Thursday, May 24, 2007

On moving to England

My friend Shadowfalcon is moving to Australia for a year. It's a huge change. And I felt somewhat bad that I may have contributed in the decision making process in that she's seen how happy I've become after moving to England almost 7 years ago. Though I am happy now, that wasn't always the case.

I moved to England a few weeks after my 18th birthday. I wasn't able to work, I knew nobody apart from N's family (his mother and older sister) and N's friends. In the beginning, N and I lived in a cosy flat nearish to the High Street. Though I would have been able to easily walk to the shops, I never did. In fact, I hardly left the flat. With N at work, most days I had to force myself to change out of my pyjamas. I didn't eat properly, I couldn't bring myself to do the dishes or make the bed. I was slowly sinking into depression, even with my wedding day just a few short months away. I ended up putting on 10-15 pounds in less than 4 months. My wedding dress had to be taken out to the very limit the morning of the ceremony. N did his best to cheer me up - bringing me flowers and jigsaws and books, there were the wedding plans. We had his friends over quite often on the weekends and we'd go out with them. But they all felt like N's friends. My own friends back home in America slowly stopped responding to emails, and I had never felt more alone. To make matters worse, I didn't get along very well with N's family. I hadn't lived with a 'proper' family for many years and I did so many things wrong. We held different opinions on important matters, and all of us were too set in our ways to compromise when N and I ended up giving up our flat and moving in with his mother after returning from our honeymoon. Things got better when I started my first job, it gave me purpose and I lost a lot of weight just by getting up each day and moving around instead of slumping somewhere feeling sorry for myself. I started making my own friends slowly, through work. But at the same time, things got worse between me and N's family. The house had turned hostile, with doors slamming and shouting and name-calling. On an emotional level I felt inadequate and rejected, as yet another mother-figure had disapproved and disliked both me as a person as well as the choices I had made with my life.

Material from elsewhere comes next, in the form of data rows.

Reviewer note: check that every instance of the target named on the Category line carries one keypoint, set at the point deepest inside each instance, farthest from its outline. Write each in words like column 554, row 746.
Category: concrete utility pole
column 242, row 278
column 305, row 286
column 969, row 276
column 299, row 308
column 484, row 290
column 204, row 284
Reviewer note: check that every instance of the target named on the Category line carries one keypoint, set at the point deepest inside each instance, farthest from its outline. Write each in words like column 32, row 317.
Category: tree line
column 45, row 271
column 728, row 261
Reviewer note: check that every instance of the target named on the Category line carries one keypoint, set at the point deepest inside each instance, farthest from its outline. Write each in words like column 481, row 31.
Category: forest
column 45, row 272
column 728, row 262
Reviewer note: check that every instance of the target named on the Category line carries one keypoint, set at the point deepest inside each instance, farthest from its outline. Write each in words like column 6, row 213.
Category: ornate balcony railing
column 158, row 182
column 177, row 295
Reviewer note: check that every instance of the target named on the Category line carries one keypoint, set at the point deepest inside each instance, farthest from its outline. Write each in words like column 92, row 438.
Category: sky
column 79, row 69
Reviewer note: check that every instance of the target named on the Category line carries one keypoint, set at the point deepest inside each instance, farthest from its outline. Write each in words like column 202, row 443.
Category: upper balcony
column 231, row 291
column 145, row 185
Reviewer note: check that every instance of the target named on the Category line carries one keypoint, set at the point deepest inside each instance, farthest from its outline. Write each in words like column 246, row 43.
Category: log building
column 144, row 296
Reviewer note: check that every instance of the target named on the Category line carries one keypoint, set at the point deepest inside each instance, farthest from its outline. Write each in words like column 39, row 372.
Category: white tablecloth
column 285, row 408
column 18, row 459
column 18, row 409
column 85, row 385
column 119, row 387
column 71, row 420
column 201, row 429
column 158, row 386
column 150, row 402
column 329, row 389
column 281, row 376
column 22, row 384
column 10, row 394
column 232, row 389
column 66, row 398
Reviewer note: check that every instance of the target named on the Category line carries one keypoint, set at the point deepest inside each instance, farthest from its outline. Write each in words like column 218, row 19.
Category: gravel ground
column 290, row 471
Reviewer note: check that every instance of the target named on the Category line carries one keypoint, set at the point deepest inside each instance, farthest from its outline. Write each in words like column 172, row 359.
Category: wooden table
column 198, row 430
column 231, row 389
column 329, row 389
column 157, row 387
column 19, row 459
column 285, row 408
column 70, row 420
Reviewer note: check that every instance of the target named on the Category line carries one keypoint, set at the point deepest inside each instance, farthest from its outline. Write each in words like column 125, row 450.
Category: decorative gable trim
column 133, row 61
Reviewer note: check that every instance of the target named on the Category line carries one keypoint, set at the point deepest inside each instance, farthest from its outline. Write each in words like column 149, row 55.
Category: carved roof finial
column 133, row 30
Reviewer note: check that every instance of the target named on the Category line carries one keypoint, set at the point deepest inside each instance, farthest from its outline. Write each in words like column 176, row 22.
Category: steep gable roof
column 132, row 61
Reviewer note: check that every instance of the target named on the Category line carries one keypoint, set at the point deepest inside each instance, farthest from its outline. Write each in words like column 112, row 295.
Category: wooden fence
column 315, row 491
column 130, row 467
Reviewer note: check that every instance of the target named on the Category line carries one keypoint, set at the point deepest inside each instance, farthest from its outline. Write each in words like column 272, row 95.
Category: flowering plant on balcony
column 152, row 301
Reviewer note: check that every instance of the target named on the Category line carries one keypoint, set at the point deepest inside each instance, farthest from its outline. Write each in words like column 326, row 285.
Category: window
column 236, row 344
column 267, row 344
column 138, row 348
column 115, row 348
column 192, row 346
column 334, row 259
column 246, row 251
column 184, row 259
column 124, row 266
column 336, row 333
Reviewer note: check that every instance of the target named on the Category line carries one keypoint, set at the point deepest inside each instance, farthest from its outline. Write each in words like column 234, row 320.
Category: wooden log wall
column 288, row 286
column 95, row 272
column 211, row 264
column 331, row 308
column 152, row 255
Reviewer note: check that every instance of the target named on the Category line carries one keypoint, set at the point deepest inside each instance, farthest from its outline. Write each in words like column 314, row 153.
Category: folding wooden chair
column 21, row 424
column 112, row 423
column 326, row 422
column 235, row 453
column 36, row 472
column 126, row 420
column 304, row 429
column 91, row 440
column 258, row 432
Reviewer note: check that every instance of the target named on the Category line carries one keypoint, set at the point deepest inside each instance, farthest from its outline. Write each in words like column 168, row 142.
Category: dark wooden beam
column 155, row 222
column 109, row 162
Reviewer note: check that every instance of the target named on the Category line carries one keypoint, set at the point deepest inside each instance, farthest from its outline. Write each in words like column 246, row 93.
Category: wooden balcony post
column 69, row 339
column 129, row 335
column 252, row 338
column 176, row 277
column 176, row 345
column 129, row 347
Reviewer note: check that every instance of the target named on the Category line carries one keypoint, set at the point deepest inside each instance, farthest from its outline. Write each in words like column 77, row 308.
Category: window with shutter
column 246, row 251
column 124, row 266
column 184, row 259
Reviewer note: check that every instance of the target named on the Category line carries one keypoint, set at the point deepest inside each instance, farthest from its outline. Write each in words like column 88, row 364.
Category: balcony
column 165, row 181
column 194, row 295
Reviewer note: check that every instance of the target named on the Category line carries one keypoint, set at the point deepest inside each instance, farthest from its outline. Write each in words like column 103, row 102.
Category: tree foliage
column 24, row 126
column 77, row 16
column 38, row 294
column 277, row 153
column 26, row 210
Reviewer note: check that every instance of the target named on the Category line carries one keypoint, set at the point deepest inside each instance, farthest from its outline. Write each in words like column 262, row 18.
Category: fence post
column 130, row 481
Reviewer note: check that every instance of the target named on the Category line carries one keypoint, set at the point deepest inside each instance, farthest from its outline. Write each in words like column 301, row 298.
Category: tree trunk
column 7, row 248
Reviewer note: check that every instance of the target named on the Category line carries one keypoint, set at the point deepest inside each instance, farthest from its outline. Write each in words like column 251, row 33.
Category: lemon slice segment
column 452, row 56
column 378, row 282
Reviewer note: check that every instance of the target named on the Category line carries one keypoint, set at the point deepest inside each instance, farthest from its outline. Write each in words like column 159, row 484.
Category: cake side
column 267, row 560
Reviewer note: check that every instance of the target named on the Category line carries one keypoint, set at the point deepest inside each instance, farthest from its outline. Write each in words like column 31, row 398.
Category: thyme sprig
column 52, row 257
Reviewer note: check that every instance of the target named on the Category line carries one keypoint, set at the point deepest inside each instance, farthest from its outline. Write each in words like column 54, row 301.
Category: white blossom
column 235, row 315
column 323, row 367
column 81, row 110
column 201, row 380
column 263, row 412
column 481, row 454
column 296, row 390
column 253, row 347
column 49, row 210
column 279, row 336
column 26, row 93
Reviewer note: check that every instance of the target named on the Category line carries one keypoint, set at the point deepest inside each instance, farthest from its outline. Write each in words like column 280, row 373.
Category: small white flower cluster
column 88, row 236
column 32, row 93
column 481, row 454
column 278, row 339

But it did get better. But it wasn't overnight. I had to slowly get used to another culture, with its own language and customs. A new set of currency to deal with, driving on the other side of the road. Everything was such a shock to the system. I wasn't able to understand some regional accents in the first year or so that I was here. I felt stupid and humiliated everytime I had to ask someone at work to explain what a specific term meant or if I had to ask them to repeat what had just been said. I was laughed at for using Americanisms and people always asked questions about America that I didn't know the answers to. After telling someone new that I was American, many would say 'oh! I have a cousin/uncle/friend who lives in Texas/Florida/New York - John Smith, do you know him?' but wouldn't stick around long enough to hear that Oregon isn't anywhere close Texas/Florida/New York.

It wasn't easy to begin with, but the journey has been worth it. I am happy. I have a wonderful husband, a beautiful son. We have a nice home in a good area. My mother in law and I are actually quite close, I have good friends. I know all the right lingo, I know to stand on the 'correct' side when on an escalator, I can spell 'kerb' correctly and I feel like I fit in. My accent is so corrupted that people no longer say straight-off 'you must be American' instead they say 'your accent sounds like you might not be from these parts orginally' and that works for me.

My advice to anyone that is considering moving abroad? Stay at home. (or, get out and meet new people anyway you can - join a club or a class, anything to put yourself out there more. Soak in the new culture and learn quickly and adapt as soon as possible. Cultivate relationships with the people you DO know in the country and compromise.)


  1. Wow. What courage it took! I have never been to GB, but I have family over there I would love to visit someday!

  2. Wow is right. Your story would make a fabulous novel, I think. You're a very brave person and I'm so glad you're happy with your life now. I've never been to England but my sister's boyfriend is from Brighton. Maybe if they get married, I'll go one day. :)

  3. Thanks honey I'm now terrified...kidding! I'm going to miss you like mad.

  4. That was really raw & true. I had a close friend move to Scotland and she went through something so very similar. Her husband worked and went to school there, and she stayed in the whole time. It really did take quite a while to get used to it all. They are getting ready to move back the the States now and she really would rather stay in Scotland! Thanks for sharing...


  5. I moved to Japan when I was 19 and stayed there for 10 years and moved to Dubai with my family just last January. Tough decision we made and the everyday experiences bring about various feelings of frustrations, happiness..but as you said, it gets better.

  6. Our move to Russia two years ago started off great. It felt like home immediately. Then culture shock hit me. Not being able to fully express yourself or ask a simple question became a burden. I wish I had had more time to learn the language before moving!